The idea behind this practice is to provide meaningful, purposeful work. Studies, such as the one by Shawn Anchor and Andrew Reece for the Harvard Business Review in 2018 indicate that 9 out of 10 workers would accept being paid less to do more meaningful work, in fact 80% of respondents would even accept up to 23% less in pay to do more meaningful work. Which means that purpose is such a powerful driver that people would even accept to earn less, to have it.


But here's the trick, it's not because the person would accept to be paid less that one should pay less, this driver doesn't work if the remuneration is not compatible with the social condition of the person, and the reason for this was explained a long time ago with Maslow's pyramid of needs, which basically discovered a hierarchy between people's needs, where basically one should suppress the needs at the bottom, and then work on the needs at the top. At the top of the pyramid are personal fulfillment, esteem, and social needs. The bottom of the pyramid, on the other hand, has safety and physiological needs.



So no matter how much we have techniques that work on the notion of purpose, of professional fulfillment, of esteem, and a welcoming environment, if we don't have a team that feels financially secure, our efforts would be in vain. We would be being unfair, talking about professional fulfillment, for people who can't even maintain their lives with the money they receive.


After all a worker who can only be happy during his work, and not in his personal life, is not a worker, but a dependent. This is about principles. People may even accept the low pay, because they are dependent on it, or even because they are in the beginning or transition of their career. But in the long run, as soon as the needs and life plans change, the satisfaction with the job also changes, and the person leaves for a better opportunity.


Another aspect of the business that suffers with this posture is innovation, the lower your remuneration the greater your dependence on your job, the greater your dependence the greater your fear of making mistakes, and if the organization has no room to make mistakes, it also has no room to innovate. It's as simple as that.


Below-average pay may even be a business necessity for a brief moment, but making it a corporate policy is a sign of low organizational maturity. The result is that while focusing on costs, the competitors delight the customer. In the long run it is a strategy that does not hold up.

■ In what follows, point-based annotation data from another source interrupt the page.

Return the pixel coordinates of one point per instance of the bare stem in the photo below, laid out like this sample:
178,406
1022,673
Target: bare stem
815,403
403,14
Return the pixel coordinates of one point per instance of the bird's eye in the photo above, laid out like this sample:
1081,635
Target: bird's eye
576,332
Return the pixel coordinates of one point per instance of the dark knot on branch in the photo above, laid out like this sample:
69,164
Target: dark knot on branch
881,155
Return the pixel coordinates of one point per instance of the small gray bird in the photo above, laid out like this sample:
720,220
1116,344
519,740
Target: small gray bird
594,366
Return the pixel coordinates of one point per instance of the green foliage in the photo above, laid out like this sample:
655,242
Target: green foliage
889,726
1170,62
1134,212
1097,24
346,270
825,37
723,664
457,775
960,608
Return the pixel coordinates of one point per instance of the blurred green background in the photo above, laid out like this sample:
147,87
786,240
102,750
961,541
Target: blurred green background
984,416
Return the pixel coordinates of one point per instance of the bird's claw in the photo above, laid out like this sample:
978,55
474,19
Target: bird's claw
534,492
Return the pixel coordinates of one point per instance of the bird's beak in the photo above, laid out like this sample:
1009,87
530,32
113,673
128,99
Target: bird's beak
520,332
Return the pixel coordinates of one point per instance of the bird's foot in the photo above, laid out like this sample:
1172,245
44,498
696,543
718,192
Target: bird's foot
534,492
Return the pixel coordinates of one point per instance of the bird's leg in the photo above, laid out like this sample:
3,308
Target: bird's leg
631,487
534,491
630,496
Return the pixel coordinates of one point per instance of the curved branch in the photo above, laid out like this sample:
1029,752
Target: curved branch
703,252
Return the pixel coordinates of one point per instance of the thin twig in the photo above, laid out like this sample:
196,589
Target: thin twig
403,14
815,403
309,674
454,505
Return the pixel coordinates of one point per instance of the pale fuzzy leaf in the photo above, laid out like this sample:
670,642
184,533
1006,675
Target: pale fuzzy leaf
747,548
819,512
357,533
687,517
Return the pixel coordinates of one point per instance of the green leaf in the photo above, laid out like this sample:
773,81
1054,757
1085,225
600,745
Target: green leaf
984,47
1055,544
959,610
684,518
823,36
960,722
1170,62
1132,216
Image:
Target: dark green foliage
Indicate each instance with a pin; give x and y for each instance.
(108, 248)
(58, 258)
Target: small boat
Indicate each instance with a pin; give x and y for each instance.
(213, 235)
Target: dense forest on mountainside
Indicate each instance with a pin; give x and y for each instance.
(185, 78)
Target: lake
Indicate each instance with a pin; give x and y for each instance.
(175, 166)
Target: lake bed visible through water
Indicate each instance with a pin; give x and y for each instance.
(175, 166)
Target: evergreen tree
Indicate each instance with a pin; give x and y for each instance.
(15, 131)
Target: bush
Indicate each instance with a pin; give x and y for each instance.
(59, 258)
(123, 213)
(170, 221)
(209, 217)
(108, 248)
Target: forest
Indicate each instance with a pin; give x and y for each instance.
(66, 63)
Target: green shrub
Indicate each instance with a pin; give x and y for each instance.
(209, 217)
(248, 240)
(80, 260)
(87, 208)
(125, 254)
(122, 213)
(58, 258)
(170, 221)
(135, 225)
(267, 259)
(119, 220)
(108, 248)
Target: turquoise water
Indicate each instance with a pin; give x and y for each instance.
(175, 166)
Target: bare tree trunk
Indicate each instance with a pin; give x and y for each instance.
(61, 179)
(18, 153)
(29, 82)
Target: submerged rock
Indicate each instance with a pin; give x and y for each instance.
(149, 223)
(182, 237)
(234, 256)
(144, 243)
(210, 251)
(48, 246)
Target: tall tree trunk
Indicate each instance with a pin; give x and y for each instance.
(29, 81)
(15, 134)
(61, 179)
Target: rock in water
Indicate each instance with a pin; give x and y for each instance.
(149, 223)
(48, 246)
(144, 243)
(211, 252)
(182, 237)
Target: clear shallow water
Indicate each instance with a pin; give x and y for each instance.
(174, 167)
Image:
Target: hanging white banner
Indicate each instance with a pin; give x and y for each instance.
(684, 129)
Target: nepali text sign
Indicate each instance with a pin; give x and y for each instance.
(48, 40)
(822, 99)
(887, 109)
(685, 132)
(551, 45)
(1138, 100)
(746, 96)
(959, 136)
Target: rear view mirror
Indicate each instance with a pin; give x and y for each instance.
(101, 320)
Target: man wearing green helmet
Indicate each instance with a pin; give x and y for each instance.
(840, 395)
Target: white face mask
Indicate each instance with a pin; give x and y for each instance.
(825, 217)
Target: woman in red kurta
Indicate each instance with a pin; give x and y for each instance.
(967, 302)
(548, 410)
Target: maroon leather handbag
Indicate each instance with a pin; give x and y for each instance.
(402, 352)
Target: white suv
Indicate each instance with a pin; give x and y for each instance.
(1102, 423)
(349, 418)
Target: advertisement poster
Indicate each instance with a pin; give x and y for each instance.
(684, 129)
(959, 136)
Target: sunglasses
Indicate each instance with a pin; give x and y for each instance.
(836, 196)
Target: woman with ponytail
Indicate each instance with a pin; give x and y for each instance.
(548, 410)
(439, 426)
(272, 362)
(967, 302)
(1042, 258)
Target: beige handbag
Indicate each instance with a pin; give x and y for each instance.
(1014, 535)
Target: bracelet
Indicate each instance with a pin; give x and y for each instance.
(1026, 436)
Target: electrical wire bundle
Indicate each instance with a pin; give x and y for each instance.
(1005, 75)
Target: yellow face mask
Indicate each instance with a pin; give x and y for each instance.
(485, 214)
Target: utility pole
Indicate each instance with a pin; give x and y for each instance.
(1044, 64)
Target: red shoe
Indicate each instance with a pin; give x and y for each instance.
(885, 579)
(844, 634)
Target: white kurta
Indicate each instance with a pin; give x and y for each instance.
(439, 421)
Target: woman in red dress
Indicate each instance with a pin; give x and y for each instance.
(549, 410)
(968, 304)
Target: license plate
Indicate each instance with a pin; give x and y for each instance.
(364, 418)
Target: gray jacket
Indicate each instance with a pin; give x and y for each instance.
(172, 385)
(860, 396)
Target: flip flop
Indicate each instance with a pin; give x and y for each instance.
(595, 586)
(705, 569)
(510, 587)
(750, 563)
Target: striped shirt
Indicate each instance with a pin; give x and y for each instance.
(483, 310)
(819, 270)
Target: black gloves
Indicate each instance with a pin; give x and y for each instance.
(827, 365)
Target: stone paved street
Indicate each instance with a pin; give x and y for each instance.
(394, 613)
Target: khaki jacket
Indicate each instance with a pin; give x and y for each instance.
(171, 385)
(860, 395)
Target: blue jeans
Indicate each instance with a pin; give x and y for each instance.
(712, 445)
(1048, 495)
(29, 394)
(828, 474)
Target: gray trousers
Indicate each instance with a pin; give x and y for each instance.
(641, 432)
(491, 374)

Joseph Pine talks about economics, but his model explains management maturity very well. If your result is something handcrafted, you probably control the availability, you believe that hitting point is what will bring result at the end of the month. If the result is the quantity of goods produced, probably the company is concerned with the cost of the units produced, the lower the production costs, the better for the business. If the result is a service, it is probably concerned with its quality, it has teams reviewing each delivered result. If the result is an experience, you are concerned about creating more and more authentic experiences.


Creating an authentic relationship with your client involves creating an authentic relationship between your team, both are intrinsically linked, more than a member with purpose, we need to have a member that also feels safe in his work, and that has his basic needs met, from there we build the notions of social needs, esteem and purpose. That's why the salary vs. quality of life relationship is not a trade-off, it's actually a sign of a highly mature management, which is concerned about generating the best experience for their customers and do it by managing the best experience for their employees.